Ad-hoc analytics can be extremely helpful, but businesses need to invest time and resources into making sure their ad-hoc processes work correctly. Otherwise, they’re not going to get any benefit out of the strategy.


Ad-hoc analytical strategies can lead to success in a few key ways.

They empower the average employee

To build an effective data culture, businesses need to imbue their operations with data from the ground up. Data insights can’t come from just a few people; they need to come from everywhere in an organization.

This is only possible if the average employee can perform data analytics, ask and answer their own business questions, and find their own unique insights.

Ad-hoc analytics makes bottom-up data operations possible. It gives employees the tools they need to perform their own analyses, so that they can participate in data conversations and collaborate on a level playing field.

They streamline and speed up reporting

When your business situation changes, you can’t waste time building out completely new reports and visualizations from scratch. To stay competitive, you need to be able to react and adapt to market changes as quickly as possible.

It’s even worse if you don’t have the ability to build out new reports and visualizations. Many businesses still rely on canned, static reports and baked-in visualizations to monitor and analyze their data.

The longer you have to wait for an answer to your business questions, the more money you stand to lose as the market turns against you. Businesses need the ability to react to changes and access data analytics in an agile way.

Ad-hoc analytics is the solution that businesses are looking for. With ad-hoc analytics, your employees can build out analytics, attempting to answer your business questions within minutes. This way, you can react to changes almost immediately.

They encourage data curiosity

Once an employee has been empowered to design their own analytics, reports, and visualizations, they’ll get more comfortable doing so more and more often.

Eventually, employees get tired of seeing basic answers to basic questions on their public dashboards and start asking their own questions and finding their own answers with ad-hoc analytics.

Public dashboards can act as a good starting point or as common ground, but the real benefits of data analytics come when every employee can build their own content to answer their own questions.

When employees think up their own data questions and look for answers in a self-guided way, that’s called ‘data curiosity.’ Data curiosity is an extremely hard and valuable thing to encourage among employees, and ad-hoc analytics makes it possible.


They answer critical business questions

When problems happen, it’s very unlikely that businesses have pre-existing dashboards and visualizations that can help to solve that problem.
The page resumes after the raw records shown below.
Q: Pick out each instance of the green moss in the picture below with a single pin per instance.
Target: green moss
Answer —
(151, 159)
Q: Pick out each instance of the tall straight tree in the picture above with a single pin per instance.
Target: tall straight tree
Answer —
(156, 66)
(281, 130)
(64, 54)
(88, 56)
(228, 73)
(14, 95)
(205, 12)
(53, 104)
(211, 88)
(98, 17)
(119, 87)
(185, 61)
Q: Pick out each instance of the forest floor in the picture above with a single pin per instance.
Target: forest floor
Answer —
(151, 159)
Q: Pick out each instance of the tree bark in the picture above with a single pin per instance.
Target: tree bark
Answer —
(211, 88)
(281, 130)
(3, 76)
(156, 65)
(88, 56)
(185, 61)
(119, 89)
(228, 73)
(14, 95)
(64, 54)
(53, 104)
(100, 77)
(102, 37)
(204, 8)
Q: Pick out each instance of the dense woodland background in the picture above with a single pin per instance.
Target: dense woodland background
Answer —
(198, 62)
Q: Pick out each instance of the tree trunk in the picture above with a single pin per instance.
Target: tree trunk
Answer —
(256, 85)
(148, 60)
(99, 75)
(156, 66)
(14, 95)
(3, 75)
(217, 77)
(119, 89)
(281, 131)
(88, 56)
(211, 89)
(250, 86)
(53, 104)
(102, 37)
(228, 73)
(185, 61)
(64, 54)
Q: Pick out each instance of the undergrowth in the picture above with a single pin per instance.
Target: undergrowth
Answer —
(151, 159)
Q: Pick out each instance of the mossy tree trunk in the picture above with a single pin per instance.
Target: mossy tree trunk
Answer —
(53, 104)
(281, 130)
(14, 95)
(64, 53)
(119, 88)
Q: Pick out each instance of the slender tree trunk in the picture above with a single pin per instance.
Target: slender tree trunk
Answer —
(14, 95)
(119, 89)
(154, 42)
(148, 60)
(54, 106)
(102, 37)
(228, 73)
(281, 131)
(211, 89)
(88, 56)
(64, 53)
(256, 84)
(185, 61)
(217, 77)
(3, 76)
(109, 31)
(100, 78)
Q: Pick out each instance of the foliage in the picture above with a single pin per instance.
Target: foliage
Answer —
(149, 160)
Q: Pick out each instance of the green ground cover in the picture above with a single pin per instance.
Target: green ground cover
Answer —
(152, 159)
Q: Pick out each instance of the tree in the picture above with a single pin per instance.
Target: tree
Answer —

This is especially true when it’s a completely new, unforeseen problem.

In systems without ad-hoc reporting, businesses have to solve these problems blindly. They can’t build out new content without dedicating a large amount of time and resources to it, which leaves them helpless until they can get their new content online.

This is even worse for businesses that rely exclusively on baked-in visualizations and canned reports. There, they can’t even build out new content. They have to solve their problems with the analytics they have; often, that means they can’t solve them at all.

Ad-hoc analytics is the answer to this issue. With ad-hoc analytics, users can edit their current analytics to add new information, see new perspectives, and make new comparisons.


Ad-hoc analytics—ensuring business success

Ad-hoc analytics are essential for empowering employees and building a data culture. By allowing employees to edit and reconfigure the content they can access, businesses can encourage data curiosity and find completely novel insights.

The real power of ad-hoc analytics, though, comes from their ability to quickly and easily answer new business questions. By remixing and re-analyzing their data, businesses can solve their most critical business problems in an agile, data-driven way.